ETL can be configured with several macros:

  • ETL_VECTORIZE_IMPL: Enable vectorized implementations of some algorithms
  • ETL_VECTORIZE_EXPR: Allow ETL to vectorize all expressions when possible (for instance r = a + b / c)
  • ETL_VECTORIZE_FULL: Shortcut for ETL_VECTORIZE_IMPL and ETL_VECTORIZE_EXPR
  • ETL_BLAS_MODE: Allow the use of a BLAS library (through cblas). A BLAS library must be installed and compilation flags must be configured accordingly.
  • ETL_MKL_MODE: Allow the use of Intel MKL-specific functions to tune some algorithms (currently online inplace matrix transposition and FFT)

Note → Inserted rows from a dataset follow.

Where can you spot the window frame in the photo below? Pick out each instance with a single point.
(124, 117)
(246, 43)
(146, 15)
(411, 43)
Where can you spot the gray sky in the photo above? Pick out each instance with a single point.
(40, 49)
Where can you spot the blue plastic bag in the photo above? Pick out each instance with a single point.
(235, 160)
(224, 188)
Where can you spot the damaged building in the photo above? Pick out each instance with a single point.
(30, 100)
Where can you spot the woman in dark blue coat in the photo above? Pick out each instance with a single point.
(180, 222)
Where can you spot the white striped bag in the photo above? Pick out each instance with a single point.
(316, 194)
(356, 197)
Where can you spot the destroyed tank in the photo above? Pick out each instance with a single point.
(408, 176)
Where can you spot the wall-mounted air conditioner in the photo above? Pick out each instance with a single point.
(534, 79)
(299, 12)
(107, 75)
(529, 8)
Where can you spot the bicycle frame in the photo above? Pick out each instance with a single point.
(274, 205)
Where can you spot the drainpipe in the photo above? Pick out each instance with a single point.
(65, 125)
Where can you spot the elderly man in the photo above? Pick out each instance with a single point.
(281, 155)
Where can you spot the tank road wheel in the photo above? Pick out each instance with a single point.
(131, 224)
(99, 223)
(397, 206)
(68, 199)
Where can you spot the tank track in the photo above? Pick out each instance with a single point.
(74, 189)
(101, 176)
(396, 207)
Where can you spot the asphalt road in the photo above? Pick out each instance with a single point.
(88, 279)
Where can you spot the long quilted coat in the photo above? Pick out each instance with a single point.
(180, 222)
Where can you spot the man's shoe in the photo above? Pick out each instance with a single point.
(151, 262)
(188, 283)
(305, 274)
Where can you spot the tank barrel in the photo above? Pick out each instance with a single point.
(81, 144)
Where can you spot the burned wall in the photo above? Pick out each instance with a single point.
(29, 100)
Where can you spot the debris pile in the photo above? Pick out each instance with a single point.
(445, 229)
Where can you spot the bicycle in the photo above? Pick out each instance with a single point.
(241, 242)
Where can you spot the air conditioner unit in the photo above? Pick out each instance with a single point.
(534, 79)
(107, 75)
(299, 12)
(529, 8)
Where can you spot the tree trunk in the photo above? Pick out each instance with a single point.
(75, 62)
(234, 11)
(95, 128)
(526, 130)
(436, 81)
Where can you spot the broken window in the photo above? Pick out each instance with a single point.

  • ETL_STRICT_DIV: Prevent ETL from using multiplication to perform division
  • ETL_NO_UNROLL_VECT: Tell ETL not to unroll vectorized loops
  • ETL_NO_UNROLL_NON_VECT: Tell ETL not to unroll normal loops
  • ETL_CONV_VALID_FFT: Allow ETL to use FFT for valid convolutions
  • ETL_PARALLEL: Allow ETL to automatically parallelize some expression
  • ETL_CUBLAS_MODE: Allow the use of NVIDIA CUBLAS library. CUBLAS must be installed and compilation flags must be configured accordingly.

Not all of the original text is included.